Best tip i can give you is this…

https://discuss.grapheneos.org/

Make an account there and find all your answers. The community is VERY knowledgeable. Good luck

1. Not sure on this one.

2. The auditor is to make sure you are installing an authentic version of graphene. That it is not a modified version that has been tampered with (e.g., backdoors).

3. Automatically enables MAC randomization. This can help with being tracked on public networks. Fingerprinting techniques have gotten better though with deep packet inspection and even measuring radio characteristics. I’ve seen demos of two brand new and identical models of iPhones being distinctly picked out due to variances in the radios during manufacturing.
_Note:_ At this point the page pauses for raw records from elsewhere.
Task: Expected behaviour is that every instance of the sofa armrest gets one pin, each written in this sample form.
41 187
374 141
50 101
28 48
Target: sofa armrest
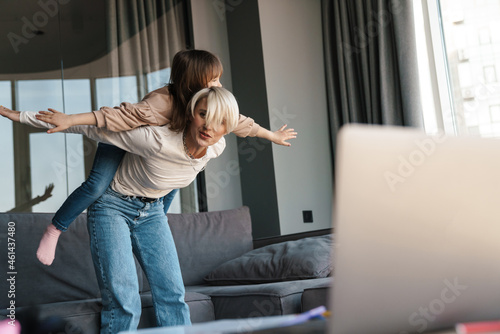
261 242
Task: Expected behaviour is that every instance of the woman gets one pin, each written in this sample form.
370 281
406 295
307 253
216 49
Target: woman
191 71
129 219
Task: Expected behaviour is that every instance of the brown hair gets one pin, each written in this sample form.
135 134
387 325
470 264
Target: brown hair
191 71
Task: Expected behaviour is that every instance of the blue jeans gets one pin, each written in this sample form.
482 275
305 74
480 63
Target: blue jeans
120 226
106 161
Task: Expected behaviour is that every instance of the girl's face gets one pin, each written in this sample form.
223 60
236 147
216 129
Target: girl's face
202 134
214 82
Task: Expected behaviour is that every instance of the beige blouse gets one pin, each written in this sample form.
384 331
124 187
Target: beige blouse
155 109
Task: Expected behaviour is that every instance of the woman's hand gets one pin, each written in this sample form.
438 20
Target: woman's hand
281 136
59 119
10 114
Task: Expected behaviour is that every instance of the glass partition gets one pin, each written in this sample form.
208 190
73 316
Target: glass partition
84 55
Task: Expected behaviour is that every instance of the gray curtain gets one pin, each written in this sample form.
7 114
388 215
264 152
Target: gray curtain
144 35
371 63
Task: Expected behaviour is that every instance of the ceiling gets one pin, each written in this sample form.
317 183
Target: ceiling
31 40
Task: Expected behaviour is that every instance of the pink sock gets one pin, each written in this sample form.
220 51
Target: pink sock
10 327
47 249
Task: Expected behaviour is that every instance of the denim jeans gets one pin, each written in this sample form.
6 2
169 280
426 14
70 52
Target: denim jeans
106 162
120 226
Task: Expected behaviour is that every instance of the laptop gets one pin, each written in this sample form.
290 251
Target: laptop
417 229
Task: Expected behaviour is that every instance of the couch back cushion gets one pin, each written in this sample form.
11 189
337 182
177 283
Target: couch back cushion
70 277
205 240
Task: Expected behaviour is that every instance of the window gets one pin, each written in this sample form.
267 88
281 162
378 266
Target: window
461 42
7 185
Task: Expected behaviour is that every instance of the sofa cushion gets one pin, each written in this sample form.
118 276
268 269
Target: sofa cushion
292 260
205 240
258 300
70 277
316 296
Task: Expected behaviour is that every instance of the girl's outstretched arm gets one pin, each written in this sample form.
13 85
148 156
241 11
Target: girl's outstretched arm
279 137
10 114
63 121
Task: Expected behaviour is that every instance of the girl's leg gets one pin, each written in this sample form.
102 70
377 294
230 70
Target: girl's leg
109 220
167 200
106 161
155 250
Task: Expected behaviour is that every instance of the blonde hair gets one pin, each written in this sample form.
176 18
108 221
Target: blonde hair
221 107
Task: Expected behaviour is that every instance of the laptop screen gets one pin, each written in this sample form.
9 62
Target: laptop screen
418 231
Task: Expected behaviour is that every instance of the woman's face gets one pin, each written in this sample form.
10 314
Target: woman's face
202 134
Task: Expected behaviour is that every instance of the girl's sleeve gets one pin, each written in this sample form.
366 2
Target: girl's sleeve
154 109
246 127
144 141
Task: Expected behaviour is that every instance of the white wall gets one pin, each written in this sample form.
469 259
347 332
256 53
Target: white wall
295 81
222 174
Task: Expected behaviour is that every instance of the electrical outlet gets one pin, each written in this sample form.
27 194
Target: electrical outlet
307 216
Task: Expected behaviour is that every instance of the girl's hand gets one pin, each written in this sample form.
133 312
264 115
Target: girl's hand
281 136
52 116
10 114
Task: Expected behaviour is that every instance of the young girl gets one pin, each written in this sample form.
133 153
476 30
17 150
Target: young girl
191 71
129 219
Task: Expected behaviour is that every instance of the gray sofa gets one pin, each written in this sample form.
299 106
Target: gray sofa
215 251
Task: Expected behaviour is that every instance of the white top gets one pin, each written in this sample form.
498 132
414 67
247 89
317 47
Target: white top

Doesn’t help with advertisers tracking behavior based on IP. VPNs help with “blending-in” by putting multiple users behind the same IP. Provider matters here. Needs to be a VPN provider that won’t just sell your data or cave to law enforcement. Mullvad is my preference. Paid with crypto. RAM only logs. That said, use Tor or I2P for anything you don’t want subpoenaed.

For additional tips:

• Can’t remember if its on by default, but auto-reboot to put data at rest (encrypted and not in RAM). This is for a state-actor threat level, and less about advertisers.
• I prefer pin codes to unlock my device and don’t use biometrics. Graphene has a feature to randomize the pin pad every time to protect against a recording of the pin be entered. Specifically where the numbers aren’t picked up on the video but the pattern your hand makes can be seen. Again, more of a state-actor threat level.

Tracking protection on every app is best done via custom DNS. Since you successfully installed graphene OS, you can probably follow instructions well enough to set up a few DNS servers.

Personally, I have a few adguard -> unbound (unbound set as a recursive resolver) and then adguard set up with block lists at varying levels of strictness.

1. A very lax instance for my router as to not break the internet for anyone on my WiFi.
2. A few setup strict for my devices (phone, TV etc). Personally I keep the TV on a different instance as its super chatty and I don’t want it muddying up my stats for other devices
3. I have a separate one that services my IoT devices

If you don’t feel like setting up adguard/unbound you could use nextdns or adguard hosted, but local control gives you the most configurability and privacy, depending on your threat model.

Edit: unsure why I’m being down voted. All duckduckgo is is an app that acts as a VPN and blocks traffic to trackers. Why use their blocker when you can use your own, and have it for all of your devices, not just your phone?

This “app tracking protection” is just a DNS filter. You can achieve the same by setting a filtered DNS resolver like base.dns.mullvad.net in the Private DNS options.

Auditor just verifies that your installation of GrapheneOS is real and unmodified, meaning it hasn’t been tampered with by an attacker or corrupted in any other way.

I would recommend using a VPN. That’s also why I prefer the DNS filter over something like app tracking protection, since it doesn’t occupy your VPN slot. GrapheneOS only improves the actual Wi-Fi connection privacy (by randomizing your Wi-Fi MAC address), but it has nothing to do with the data transmission over the Wi-Fi network. That’s what you need a VPN for. You can check out this comment about the Pros and Cons of VPNs, as well as the criteria for picking a good and trustworthy VPN provider: https://lemmy.dbzer0.com/comment/15631872 Here’s some more advice about VPNs: https://www.privacyguides.org/en/vpn/

1 i prefer netGuard but trackerControl, which is based on netGuard, seems to be what you’re describing there

3 when you write “my wifi”, to what do you connect your phone to?